The final chapter deals less with image and more with the development of identity. Burnett claims that "we have entered an era in which the way information is transmitted is of less consequence than the use made of the material created" (278). The use which he apparently wishes to discuss is that of the construction of social and individual identity. Burnett considers at length the ways in which the construction of identity has become increasingly problematic, since the traditional ways in which we used to create identity are gone (286). Today, he argues, communities undergo "hyperchange," a process which is rapid, linear, exponential, discontinuous, and chaotic. Hyperchange allows no time for evaluation, interpretation.
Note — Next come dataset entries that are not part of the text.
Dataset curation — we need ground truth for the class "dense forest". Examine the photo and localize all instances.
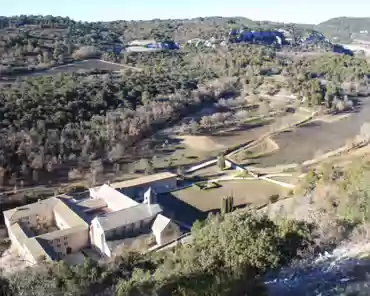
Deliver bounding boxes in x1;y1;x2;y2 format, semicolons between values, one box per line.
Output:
0;16;370;296
0;28;370;186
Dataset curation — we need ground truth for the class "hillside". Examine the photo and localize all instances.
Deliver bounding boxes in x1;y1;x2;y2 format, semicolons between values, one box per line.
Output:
317;17;370;43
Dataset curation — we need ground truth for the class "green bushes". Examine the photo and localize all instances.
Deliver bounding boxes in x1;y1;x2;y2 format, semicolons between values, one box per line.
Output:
0;211;312;296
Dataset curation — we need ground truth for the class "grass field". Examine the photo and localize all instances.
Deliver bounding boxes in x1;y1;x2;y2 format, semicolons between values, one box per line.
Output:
173;180;286;212
256;98;370;167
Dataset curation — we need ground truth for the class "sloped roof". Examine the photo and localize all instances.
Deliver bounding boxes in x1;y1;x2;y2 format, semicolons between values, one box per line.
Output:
128;40;157;46
54;199;87;227
110;172;177;189
152;214;171;233
98;184;139;211
97;204;162;231
36;223;89;241
77;198;107;211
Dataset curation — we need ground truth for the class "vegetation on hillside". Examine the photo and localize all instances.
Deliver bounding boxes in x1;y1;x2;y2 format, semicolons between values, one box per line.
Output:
317;17;370;42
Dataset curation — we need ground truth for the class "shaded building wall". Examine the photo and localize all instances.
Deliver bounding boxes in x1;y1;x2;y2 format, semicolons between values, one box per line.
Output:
40;228;89;258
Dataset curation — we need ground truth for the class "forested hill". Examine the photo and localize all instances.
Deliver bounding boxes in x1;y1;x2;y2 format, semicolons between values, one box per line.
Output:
317;17;370;42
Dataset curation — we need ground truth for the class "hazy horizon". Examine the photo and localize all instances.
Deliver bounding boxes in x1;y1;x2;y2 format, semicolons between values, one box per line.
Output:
1;0;370;24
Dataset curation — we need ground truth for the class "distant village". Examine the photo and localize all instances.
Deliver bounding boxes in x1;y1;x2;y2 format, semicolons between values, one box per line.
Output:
115;29;353;55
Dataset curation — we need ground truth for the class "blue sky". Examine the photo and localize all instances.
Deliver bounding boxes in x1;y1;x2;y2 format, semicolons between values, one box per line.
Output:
0;0;370;23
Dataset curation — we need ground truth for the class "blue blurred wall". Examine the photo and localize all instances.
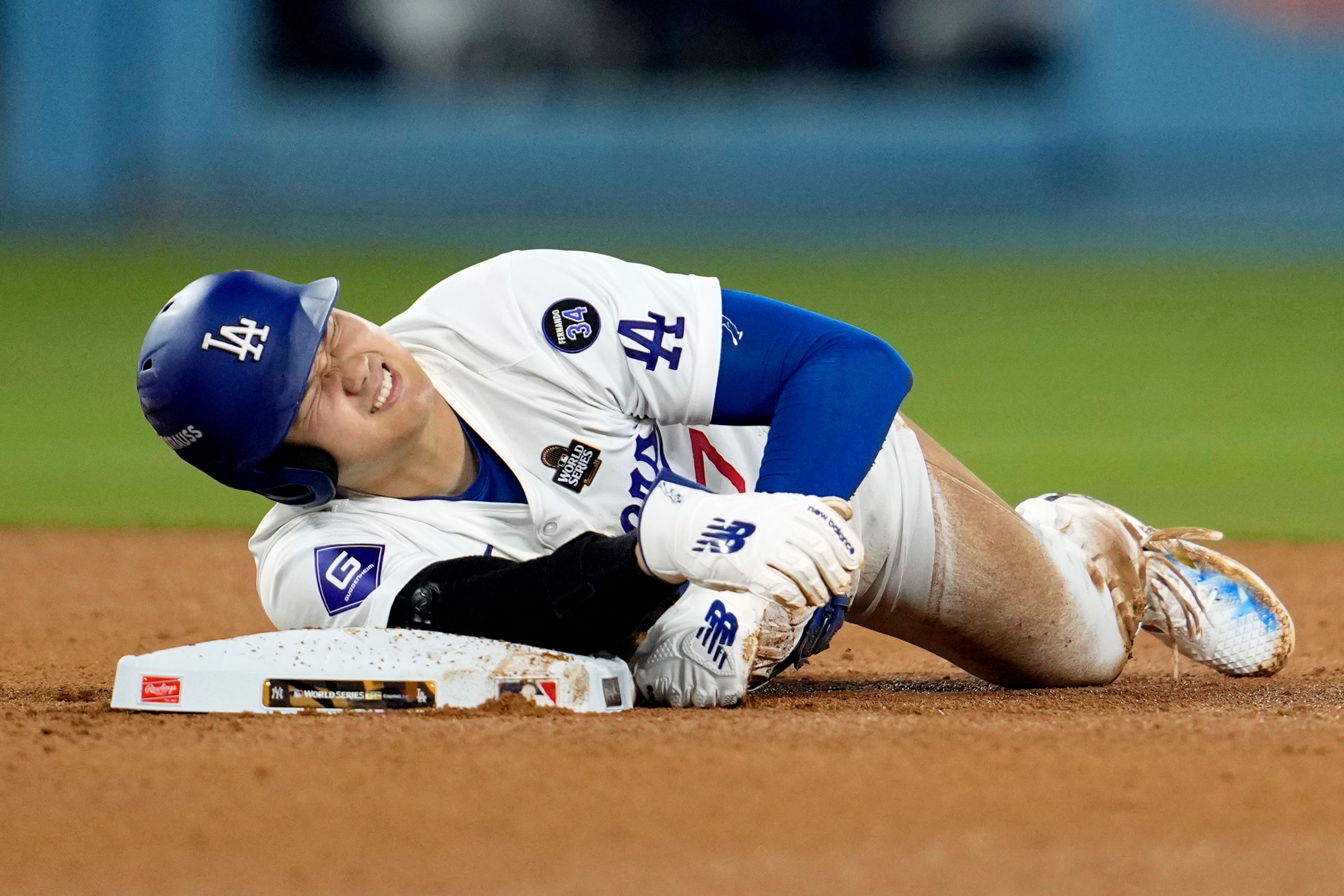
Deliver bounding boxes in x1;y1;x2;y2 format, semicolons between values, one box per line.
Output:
0;0;1344;246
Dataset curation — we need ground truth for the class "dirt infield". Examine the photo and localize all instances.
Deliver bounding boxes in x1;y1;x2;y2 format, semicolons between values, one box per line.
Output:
0;531;1344;893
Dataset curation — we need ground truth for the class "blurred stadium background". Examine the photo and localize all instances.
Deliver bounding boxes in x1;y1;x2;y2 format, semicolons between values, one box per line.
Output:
0;0;1344;539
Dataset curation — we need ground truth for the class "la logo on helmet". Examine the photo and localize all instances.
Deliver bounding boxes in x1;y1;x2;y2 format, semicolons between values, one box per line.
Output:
200;317;270;361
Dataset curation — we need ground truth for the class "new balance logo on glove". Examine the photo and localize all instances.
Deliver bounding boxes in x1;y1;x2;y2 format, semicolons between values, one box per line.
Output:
691;516;755;553
695;599;750;669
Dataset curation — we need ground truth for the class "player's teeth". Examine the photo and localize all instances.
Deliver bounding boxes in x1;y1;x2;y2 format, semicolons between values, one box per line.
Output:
374;367;392;411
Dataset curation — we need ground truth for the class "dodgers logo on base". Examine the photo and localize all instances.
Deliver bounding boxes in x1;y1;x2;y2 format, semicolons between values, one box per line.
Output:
313;544;384;617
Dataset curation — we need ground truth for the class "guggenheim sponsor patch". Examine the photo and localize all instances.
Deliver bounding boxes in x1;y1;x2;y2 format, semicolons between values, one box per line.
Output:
313;544;386;617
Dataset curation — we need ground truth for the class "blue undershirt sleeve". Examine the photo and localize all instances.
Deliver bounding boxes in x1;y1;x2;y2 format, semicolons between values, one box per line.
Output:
714;289;912;498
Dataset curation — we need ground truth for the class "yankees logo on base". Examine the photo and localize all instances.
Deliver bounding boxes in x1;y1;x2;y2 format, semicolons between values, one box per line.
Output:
137;250;1294;705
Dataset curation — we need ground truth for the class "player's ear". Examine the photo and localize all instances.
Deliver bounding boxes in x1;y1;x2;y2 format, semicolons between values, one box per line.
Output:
257;444;340;506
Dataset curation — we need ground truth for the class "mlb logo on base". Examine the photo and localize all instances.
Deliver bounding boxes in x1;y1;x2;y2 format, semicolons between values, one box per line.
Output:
140;676;181;702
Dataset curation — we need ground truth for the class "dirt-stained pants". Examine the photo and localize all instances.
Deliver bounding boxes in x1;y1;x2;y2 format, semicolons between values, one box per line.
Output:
860;425;1141;688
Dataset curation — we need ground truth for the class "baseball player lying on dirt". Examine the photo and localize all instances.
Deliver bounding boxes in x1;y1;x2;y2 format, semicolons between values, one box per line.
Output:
139;251;1293;707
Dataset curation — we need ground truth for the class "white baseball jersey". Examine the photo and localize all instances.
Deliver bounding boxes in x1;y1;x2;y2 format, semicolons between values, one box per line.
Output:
250;250;933;629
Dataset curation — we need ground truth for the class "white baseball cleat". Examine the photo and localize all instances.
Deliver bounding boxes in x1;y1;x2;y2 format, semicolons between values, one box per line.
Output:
1044;494;1296;676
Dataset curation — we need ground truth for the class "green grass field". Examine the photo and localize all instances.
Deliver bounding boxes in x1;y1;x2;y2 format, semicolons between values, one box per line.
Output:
0;242;1344;539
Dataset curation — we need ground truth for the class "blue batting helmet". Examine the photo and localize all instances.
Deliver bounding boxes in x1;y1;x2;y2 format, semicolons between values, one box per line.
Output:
137;270;340;506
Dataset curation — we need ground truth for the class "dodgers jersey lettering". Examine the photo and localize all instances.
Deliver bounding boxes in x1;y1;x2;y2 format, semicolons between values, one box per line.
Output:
250;250;908;629
251;251;766;627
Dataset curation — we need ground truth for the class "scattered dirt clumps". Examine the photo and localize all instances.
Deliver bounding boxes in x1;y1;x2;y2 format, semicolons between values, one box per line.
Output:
0;531;1344;896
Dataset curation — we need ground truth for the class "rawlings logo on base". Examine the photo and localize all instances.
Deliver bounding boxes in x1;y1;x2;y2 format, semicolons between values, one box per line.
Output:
140;676;181;702
496;678;559;707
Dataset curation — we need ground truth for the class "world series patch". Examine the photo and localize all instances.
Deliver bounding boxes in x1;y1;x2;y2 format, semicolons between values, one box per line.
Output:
542;439;602;492
542;298;602;355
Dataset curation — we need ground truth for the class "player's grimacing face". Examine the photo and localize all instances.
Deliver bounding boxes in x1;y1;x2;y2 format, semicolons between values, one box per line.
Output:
285;309;438;481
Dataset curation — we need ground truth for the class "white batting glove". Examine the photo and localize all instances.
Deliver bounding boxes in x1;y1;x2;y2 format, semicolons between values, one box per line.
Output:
629;471;863;617
630;586;808;707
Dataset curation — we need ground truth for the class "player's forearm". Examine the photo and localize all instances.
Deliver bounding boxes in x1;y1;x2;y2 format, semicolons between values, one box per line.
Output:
387;532;679;653
714;290;912;498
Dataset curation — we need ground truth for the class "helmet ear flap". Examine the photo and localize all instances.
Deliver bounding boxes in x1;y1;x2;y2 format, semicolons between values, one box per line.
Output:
257;444;340;506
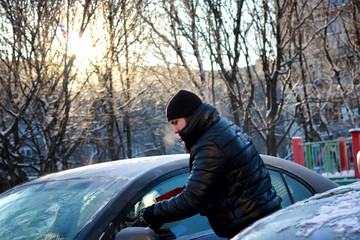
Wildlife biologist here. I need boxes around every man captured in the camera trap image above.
[139,90,281,238]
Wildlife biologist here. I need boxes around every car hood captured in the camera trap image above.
[233,183,360,240]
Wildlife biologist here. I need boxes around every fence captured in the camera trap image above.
[292,129,360,178]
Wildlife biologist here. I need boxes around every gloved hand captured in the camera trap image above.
[137,208,149,227]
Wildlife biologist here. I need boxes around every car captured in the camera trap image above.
[0,154,338,240]
[232,182,360,240]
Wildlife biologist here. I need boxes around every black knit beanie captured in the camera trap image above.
[166,90,202,121]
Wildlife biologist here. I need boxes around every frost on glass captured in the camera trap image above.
[0,179,119,240]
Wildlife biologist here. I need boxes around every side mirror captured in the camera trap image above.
[115,227,158,240]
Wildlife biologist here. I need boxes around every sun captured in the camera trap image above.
[68,34,104,64]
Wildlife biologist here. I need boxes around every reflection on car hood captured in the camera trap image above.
[233,183,360,240]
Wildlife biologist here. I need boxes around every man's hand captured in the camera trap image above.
[137,208,149,227]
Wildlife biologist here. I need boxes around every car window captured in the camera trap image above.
[0,179,119,240]
[284,174,313,202]
[269,170,291,208]
[269,169,313,208]
[122,173,211,240]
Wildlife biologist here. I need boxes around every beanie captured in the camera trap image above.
[166,90,202,121]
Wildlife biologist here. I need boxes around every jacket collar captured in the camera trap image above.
[179,103,220,152]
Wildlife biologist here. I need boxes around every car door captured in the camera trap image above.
[112,167,313,240]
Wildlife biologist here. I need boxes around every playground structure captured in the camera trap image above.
[292,128,360,184]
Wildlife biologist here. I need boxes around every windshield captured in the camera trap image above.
[0,179,124,240]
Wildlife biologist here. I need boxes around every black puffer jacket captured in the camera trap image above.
[145,103,281,237]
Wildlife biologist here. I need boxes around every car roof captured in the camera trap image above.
[26,154,189,183]
[233,182,360,240]
[6,154,338,192]
[261,155,339,193]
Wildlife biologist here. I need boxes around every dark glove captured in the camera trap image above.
[137,208,149,227]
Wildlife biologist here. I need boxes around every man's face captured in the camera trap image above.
[170,118,186,134]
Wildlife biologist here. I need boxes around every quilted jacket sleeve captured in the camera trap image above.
[145,142,226,224]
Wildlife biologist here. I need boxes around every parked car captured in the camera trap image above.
[0,154,338,240]
[233,183,360,240]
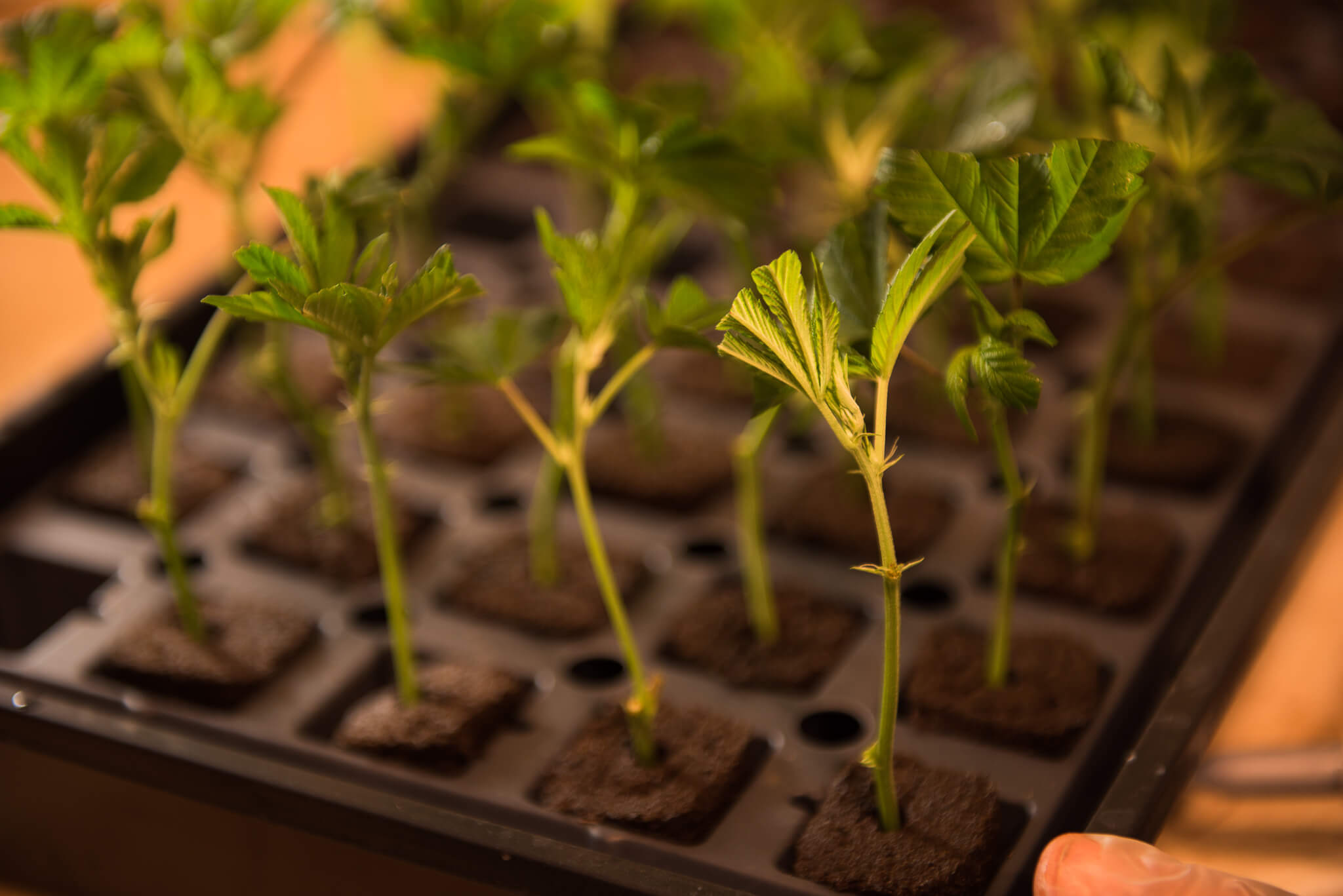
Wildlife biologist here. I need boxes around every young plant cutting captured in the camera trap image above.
[0,9,228,642]
[719,214,976,888]
[8,0,1343,896]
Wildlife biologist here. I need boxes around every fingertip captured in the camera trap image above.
[1034,834,1087,896]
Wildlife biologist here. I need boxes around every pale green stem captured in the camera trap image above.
[117,364,155,482]
[173,306,235,416]
[856,456,900,830]
[564,365,658,766]
[984,402,1026,688]
[353,356,419,707]
[584,343,656,426]
[140,408,205,642]
[260,324,352,528]
[732,406,779,644]
[527,453,564,586]
[1069,208,1323,562]
[1069,302,1147,562]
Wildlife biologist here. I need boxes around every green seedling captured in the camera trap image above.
[1070,43,1343,560]
[509,81,768,585]
[437,208,723,766]
[719,215,976,830]
[947,278,1056,688]
[877,140,1151,671]
[102,0,371,526]
[204,188,479,705]
[0,9,239,641]
[105,0,292,242]
[362,0,578,219]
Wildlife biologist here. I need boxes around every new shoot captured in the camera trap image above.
[0,9,230,642]
[204,188,479,705]
[947,283,1056,688]
[719,215,975,830]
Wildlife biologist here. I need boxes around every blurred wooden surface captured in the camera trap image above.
[1157,473,1343,896]
[0,0,1343,896]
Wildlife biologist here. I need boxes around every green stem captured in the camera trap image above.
[564,364,658,766]
[732,406,779,644]
[1069,295,1147,562]
[527,453,564,587]
[173,305,235,416]
[984,402,1026,688]
[353,356,419,707]
[584,343,656,426]
[259,324,353,528]
[564,443,658,766]
[117,364,155,481]
[140,408,205,642]
[856,457,900,830]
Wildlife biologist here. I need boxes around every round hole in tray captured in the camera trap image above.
[569,657,624,686]
[481,492,523,513]
[349,603,387,629]
[685,536,728,563]
[150,548,205,575]
[900,580,952,613]
[798,709,862,747]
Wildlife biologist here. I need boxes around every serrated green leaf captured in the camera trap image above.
[149,338,181,400]
[877,140,1152,284]
[872,219,976,379]
[997,307,1058,348]
[431,307,560,383]
[200,292,319,336]
[719,251,864,446]
[376,246,481,348]
[352,233,392,286]
[751,372,793,416]
[944,345,979,442]
[816,200,891,336]
[0,203,56,229]
[1232,100,1343,201]
[233,243,314,293]
[108,140,181,205]
[646,277,727,352]
[266,187,321,283]
[304,283,390,353]
[140,208,177,263]
[970,336,1039,411]
[317,196,359,286]
[1091,40,1162,121]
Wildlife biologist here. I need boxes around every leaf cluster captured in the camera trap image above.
[0,9,181,277]
[509,81,771,220]
[875,140,1152,284]
[373,0,573,88]
[203,187,481,357]
[105,0,291,191]
[946,278,1057,438]
[1092,42,1343,200]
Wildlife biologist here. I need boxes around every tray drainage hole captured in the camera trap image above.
[482,492,523,513]
[569,657,624,688]
[150,548,205,575]
[351,603,387,629]
[685,537,728,563]
[900,581,951,613]
[798,709,862,747]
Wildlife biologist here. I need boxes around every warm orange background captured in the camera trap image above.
[0,0,1343,896]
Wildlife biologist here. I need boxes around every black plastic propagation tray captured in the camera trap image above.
[0,214,1343,896]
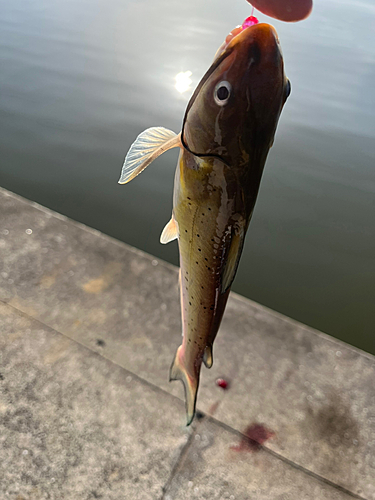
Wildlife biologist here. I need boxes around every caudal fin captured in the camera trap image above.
[169,346,199,425]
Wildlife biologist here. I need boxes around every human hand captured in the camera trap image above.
[247,0,313,22]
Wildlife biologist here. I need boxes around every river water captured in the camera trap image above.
[0,0,375,353]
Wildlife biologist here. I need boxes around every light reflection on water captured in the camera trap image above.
[0,0,375,352]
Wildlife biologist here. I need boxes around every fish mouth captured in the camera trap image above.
[181,23,282,162]
[214,16,258,61]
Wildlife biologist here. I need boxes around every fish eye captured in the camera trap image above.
[285,78,292,100]
[214,81,232,106]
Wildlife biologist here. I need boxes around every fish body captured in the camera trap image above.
[120,24,290,424]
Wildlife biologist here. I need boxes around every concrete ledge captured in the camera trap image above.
[0,190,375,500]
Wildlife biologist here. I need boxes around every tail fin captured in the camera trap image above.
[169,346,199,425]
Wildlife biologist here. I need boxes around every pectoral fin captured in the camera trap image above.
[118,127,182,184]
[160,215,178,245]
[221,220,245,293]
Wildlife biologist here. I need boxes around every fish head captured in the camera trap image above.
[181,23,290,167]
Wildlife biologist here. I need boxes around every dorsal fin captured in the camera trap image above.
[160,215,178,245]
[118,127,182,184]
[221,219,245,293]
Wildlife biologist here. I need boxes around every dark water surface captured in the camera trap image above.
[0,0,375,353]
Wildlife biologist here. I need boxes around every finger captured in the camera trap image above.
[247,0,313,22]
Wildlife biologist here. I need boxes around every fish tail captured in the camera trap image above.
[169,346,199,425]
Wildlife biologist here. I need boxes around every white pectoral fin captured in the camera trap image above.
[221,220,245,293]
[160,215,178,245]
[118,127,182,184]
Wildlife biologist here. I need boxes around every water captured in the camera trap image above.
[0,0,375,353]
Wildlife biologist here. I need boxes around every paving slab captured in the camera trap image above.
[0,186,375,500]
[0,189,226,414]
[164,421,362,500]
[0,304,191,500]
[215,298,375,499]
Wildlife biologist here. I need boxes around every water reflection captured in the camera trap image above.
[175,71,193,94]
[0,0,375,352]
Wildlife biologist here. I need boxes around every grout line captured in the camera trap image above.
[159,429,196,500]
[0,299,369,500]
[207,415,369,500]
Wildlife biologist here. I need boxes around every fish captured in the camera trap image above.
[119,23,291,425]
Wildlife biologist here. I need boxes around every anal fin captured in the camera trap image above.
[203,345,214,368]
This last chapter draws examples from a diverse set of video and television images, the making of a video in the Marshall Islands, a Superbowl halftime show, an episode of Seinfeld, and the work of the avant-garde video artists Bill Viola and Sadie Benning. Burnett seems most concerned with examining the cultural context that informs viewings of popular culture media and lobbies for the development of a more sophisticated set of critical tools that will analyse popular culture events. He concludes by saying that the advent of sophisticated multimedia technologies have made distinctions of all kinds "dysfunctional." He finds that,

[T]here can be no conclusion to this book, because as with electronic mail, there seems to be more and more reasons to continue writing....It has been the thrust of this book to explore all of these elements within the context of an 'old' medium. These printed words are themselves on of the best ways of 'seeing' and also an excellent strategy for challenging the idea that the imaginary can ever be enclosed within the various technologies that any culture creates" (334).